Christopher Clemons was at a loss for words.
Nestled snugly in his arms, a puppy named Cena looked up expectantly as Clemons struggled to find the right words to express his gratitude. The young Golden Retriever gazed at his new owner unwaveringly as the pair stood in a conference room at West Middle School on Nov. 21.
Clemons had only officially had the dog for a matter of minutes, but the bond between the two was immediately clear.
"No words can express how I feel right now," Clemons finally said, adding that he and Cena were already working out some critical commands. "We're already doing such a good job. We've got 'sit down' covered."
Clemons and Cena will have plenty of time to supplement that training, thanks in part to the West Middle School community. The school recently raised $3,500 in a single week for the nonprofit Veteran's Puppy For Life, an organization dedicated to connecting veterans with post-traumatic stress disorder with puppies. West Middle School students sold special dog tags to raise the funds, and the entire community responded without hesitation. Puppies For Life covers the costs of adoption, healthcare as well as training for vets looking to connect with a new best friend.
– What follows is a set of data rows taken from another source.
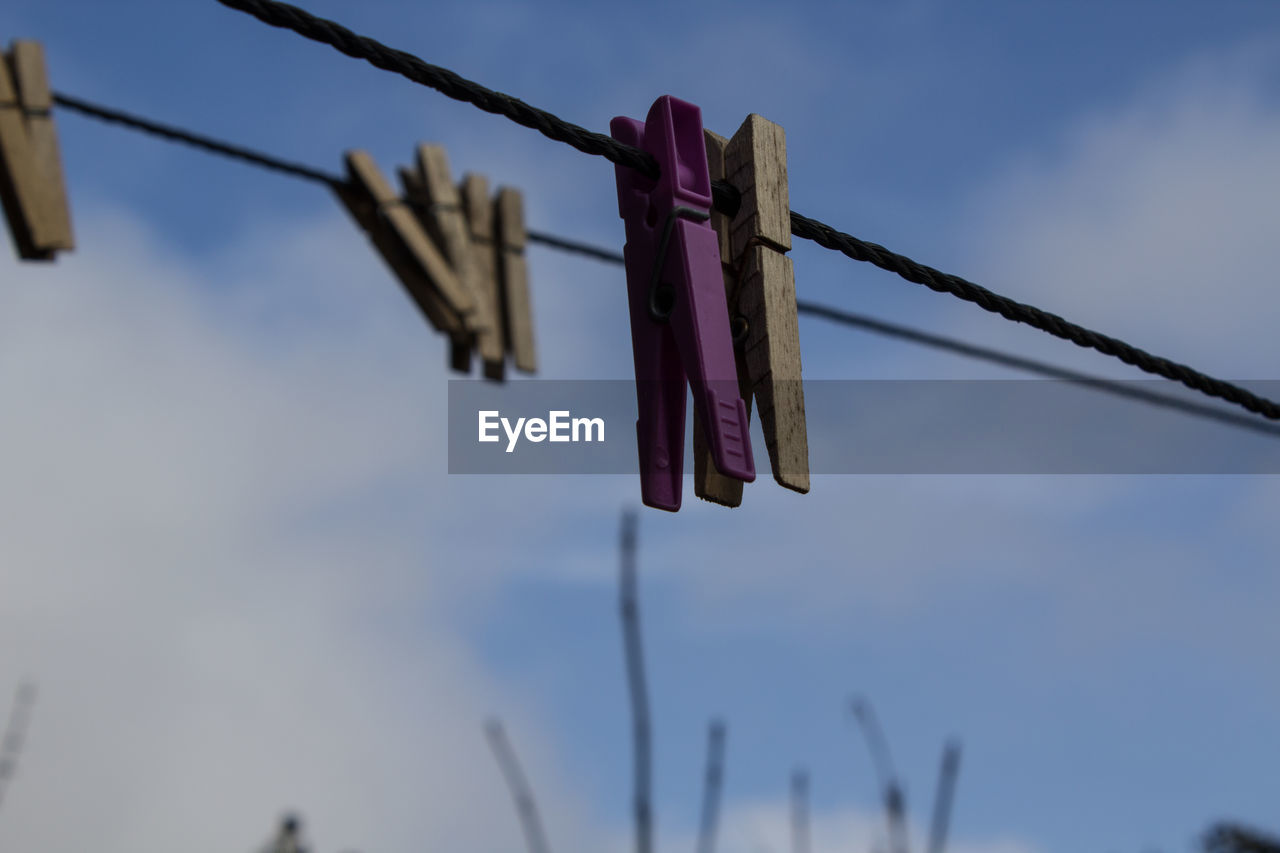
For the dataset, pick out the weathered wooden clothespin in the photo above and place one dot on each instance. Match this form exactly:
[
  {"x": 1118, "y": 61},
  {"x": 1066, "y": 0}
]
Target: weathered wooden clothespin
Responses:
[
  {"x": 438, "y": 208},
  {"x": 759, "y": 283},
  {"x": 406, "y": 247},
  {"x": 484, "y": 258},
  {"x": 31, "y": 173},
  {"x": 675, "y": 288},
  {"x": 508, "y": 209}
]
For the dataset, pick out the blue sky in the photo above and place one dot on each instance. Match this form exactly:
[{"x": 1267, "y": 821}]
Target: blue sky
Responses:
[{"x": 233, "y": 559}]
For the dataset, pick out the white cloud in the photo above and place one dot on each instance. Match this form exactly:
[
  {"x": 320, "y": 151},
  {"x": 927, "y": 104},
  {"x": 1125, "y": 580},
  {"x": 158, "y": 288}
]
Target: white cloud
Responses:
[
  {"x": 764, "y": 826},
  {"x": 1152, "y": 222},
  {"x": 220, "y": 624}
]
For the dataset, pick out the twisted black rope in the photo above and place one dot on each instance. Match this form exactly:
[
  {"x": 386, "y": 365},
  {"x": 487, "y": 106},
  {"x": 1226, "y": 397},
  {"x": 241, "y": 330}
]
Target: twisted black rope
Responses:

It was the second year that the school had partnered with the organization as part of a wider "Operation Gratitude" movement that began more than 10 years ago. Andy Burns and Sarah Whitley, eighth-grade social studies teachers, have played a key role in organizing the school's push to properly recognize and give back to local veterans.
Partnering with the Puppy For Life nonprofit offered a particularly powerful way to achieve those goals, Burns and Whitley said. Last year's ceremony was a testament to the benefits of the organization's work – in addition to the benefits the campaign offered on lucky vet and one lucky puppy, the fundraising push left students, teachers and community members with a desire to offer similar gifts to another vet in need.
"Last year's recipient was able to join us for several activities – Veterans Day, of course, and Memorial Day at the end of the year," Whitley said. "She just noted several times how much the puppy has helped with her anxiety and how much it's changed her life."
That kind of positive impact is at the heart of the Veterans Puppy For Life organization, according to founder Frank Griggs. Griggs said that fundraising efforts like the one at West Middle School make the organization's work possible, and the end results are a renewed sense of purpose and openness for veterans in need of healing.
"You'd be amazed at the transformation that takes place … Most of these veterans, when they have PTSD, they isolate, they stay away from society, they're hypervigilant. They become more of a hermit," Riggs said after the ceremony at West on Nov. 21. At his side was his own grown Golden Retriever Bo. "Our program helps them step back into society, using the puppy as the instrument to get them back into talking to people again and going into public places again."
The impact was clear as Clemons and Cena interacted with West Middle School students. Clemons sported a broad smile as kids lined up for their turn to say "hello" to the new puppy. Sixth-graders Molly Grantz and Hudson Harris, seventh-graders Alia Paris and Soren Angeline, eighth-graders Veronica Mack, Emma Elwell, Nathan Erickson and Stella Bailey were among the dozens of students who interacted with dog and owner alike.
"With other service dogs, you cannot greet the dog," Griggs said. "We want our dogs to greet people, because that helps veterans start interacting with the public. Everything we do is geared to creating that interaction back with society again."
Even as the fundraiser helps veterans like Clemons reconnect with the world, the effort has a different benefit for the entire West Middle School community. Like the other hundreds of tributes and ceremonies that take place across the Cherry Creek School District during its annual Veterans Week celebration, this show of community support offers an important, tactile lesson for those looking to learn about the true meaning of service and sacrifice.
"This school wants their students to understand that there's more to life than just the school itself," Griggs said. "There's a sacrifice that's been made … That's something that people need to perceive, that freedom isn't free. There are a lot of people with PTSD, people we call 'the invisible wounded.'
"I'm utterly amazed at how fast they were able to raise the money," he added. "It's phenomenal."